Do conjunto original apenas resistiram a torre principal e a de vigia. Os interiores ficaram vazios, sem recheio. O local foi saqueado pelos britânicos e serviu de base militar para os japoneses. Foi, praticamente, tudo arrasado durante bombardeamentos dos aliados na Segunda Guerra Mundial. Nem mesmo a Biblioteca sobrou para contar a história. Nos dias de hoje, fica uma ideia vaga do que já foi. Mas soube a pouco. Depois de subirmos os degraus até ao cimo da torre de vigia, deixámos o olhar pairar sobre aquelas coberturas vermelhas e imensidão verde da floresta circundante.
Voltámos a parar, desta vez, para ver de perto o outrora dourado Mosteiro de Shwenandaw.
O monumento resistiu contra tudo e contra todos desde a construção, na segunda metade do século XIX. Sobreviveu a duas relocalizações, a saques e bombardeamentos. Pudemos ver a madeira de teca na sua essência, escurecida e esculpida ao pormenor. Foi o único edifício que sobrou do antigo Palácio Real de Mandalay. De lá, seguimos para o Pagode Kuthodaw e terminámos o dia a contemplar o pôr-do-sol em Mandalay Hill, depois de subir cerca de 250 metros em 45 minutos.

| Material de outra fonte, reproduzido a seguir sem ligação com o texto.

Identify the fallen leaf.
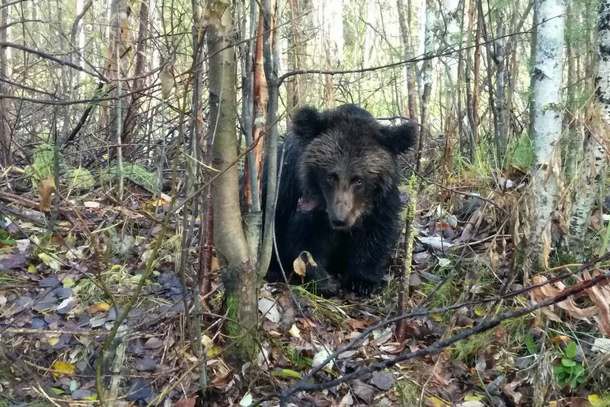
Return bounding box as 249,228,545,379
369,370,395,390
312,348,334,371
50,360,75,379
238,392,253,407
39,176,56,212
288,323,301,338
88,302,111,314
271,368,302,379
38,253,61,272
352,380,376,404
175,398,197,407
592,338,610,354
83,201,101,209
258,297,281,323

Da montanha verdejante, marcaram-nos os incontáveis degraus que tivemos de percorrer até ao cume e a vista panorâmica, que do topo, abraça a cidade e planície até ao horizonte. Vimos macacos, cães e gatos, contactámos com monges e turistas de toda a parte, mas o calor e humidade traíram-nos a resistência e vontade de ficar. Acabámos a descansar, deitados, sob as arcadas azuis e verdes com espelhinhos do pagode Sutaungpyai, erguido no cimo do monte.
Horas mais tarde regressámos à base, depois te termos sido brindados com o espetacular recolher do sol, que em todo o seu esplendor, tingiu céu e terra de laranja ardente.

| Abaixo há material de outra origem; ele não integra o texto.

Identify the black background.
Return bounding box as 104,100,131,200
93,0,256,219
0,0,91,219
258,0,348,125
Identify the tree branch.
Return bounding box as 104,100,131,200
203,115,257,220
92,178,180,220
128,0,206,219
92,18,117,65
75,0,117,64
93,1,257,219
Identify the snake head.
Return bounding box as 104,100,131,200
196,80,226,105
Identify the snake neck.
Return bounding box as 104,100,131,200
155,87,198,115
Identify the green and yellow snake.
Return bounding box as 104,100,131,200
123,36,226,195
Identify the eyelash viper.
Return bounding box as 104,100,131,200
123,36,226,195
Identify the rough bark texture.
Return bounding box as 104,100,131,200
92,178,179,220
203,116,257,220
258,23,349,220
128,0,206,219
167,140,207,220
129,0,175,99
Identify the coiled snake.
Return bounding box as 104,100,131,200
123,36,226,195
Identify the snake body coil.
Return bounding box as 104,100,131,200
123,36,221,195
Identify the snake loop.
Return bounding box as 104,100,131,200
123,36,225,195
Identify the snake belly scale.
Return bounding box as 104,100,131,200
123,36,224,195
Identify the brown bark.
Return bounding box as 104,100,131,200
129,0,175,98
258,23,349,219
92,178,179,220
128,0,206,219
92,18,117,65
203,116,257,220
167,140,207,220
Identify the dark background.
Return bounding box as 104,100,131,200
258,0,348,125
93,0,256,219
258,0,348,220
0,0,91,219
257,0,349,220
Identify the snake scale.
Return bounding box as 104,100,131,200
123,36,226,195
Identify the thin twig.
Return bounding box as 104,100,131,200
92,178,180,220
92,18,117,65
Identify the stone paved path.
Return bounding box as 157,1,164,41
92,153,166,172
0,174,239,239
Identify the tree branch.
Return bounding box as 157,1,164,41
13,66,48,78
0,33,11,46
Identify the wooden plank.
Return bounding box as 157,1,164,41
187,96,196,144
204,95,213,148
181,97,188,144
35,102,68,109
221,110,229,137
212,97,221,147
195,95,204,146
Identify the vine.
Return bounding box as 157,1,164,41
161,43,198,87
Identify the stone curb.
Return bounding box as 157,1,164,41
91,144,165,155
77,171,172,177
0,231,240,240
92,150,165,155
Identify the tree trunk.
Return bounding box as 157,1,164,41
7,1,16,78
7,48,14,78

O retorno à Royal Guesthouse fez-se em sobressalto. A moto do Francisco tinha os faróis aparentemente avariados e a viagem de 15 minutos foi extremamente perigosa. Guiámo-lo naquele inferno caótico de manobras atrevidas e buzinas ensurdecedoras.
Com banhos de água fria já tomados e a pele ainda por secar (nunca secava, na realidade) fizemo-nos novamente à estrada rumo aos Mustache Brothers, comediantes de Stand-Up que fizeram correr rios de tinta no país, durante a ditadura. Chegaram a ser presos e tornaram-se num dos símbolos da resistência ao regime militar, através do humor. O espetáculo custa 8 mil kyats por pessoa e acontece todas as noites, na garagem da casa da família. Um estrado serve de palco e umas cortinas de banheira cor-de-rosa de pano de fundo. O protagonista e anfitrião simpatizou connosco pela nossa descontração e por sermos portugueses ou bravos soldados, como nos apelidou.

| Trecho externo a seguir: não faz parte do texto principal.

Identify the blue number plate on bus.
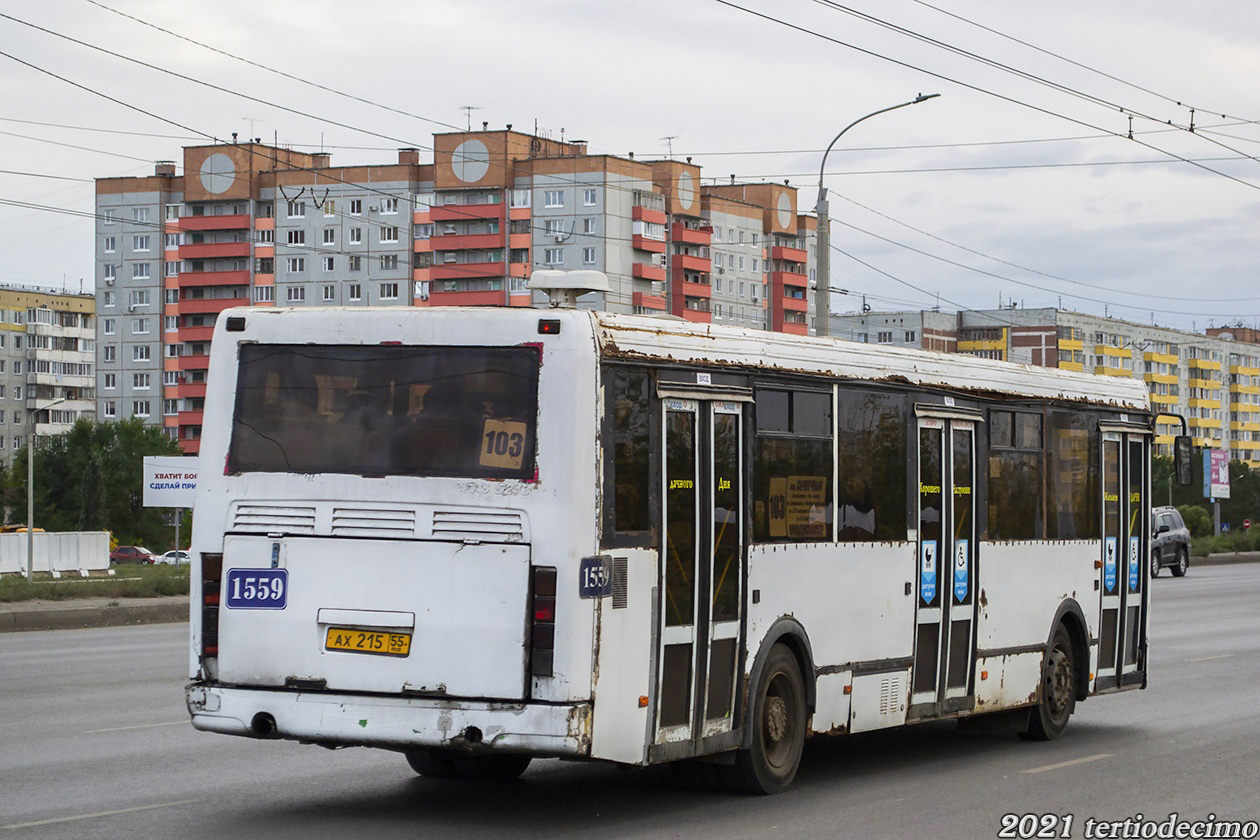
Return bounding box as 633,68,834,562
224,568,288,610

Também participam no espetáculo um dos irmãos, a mulher, que foi capa da edição do Lonely Planet de 1997, a neta, cunhadas e um primo. Da sátira política, da monarquia à ditadura militar, dos subornos à polícia às manhas dos políticos, dos tiques às danças mais tradicionais, o génio de Lu Maw acabou por conquistar a pequena plateia.
O comediante deu-nos cigarros tradicionais, que fumámos durante o espetáculo e interagiu muitas vezes connosco. Era magro, com cabelo muito curto, grisalho e mal se lhe via a boca, quando falava. Apenas o longo bigode se mexia.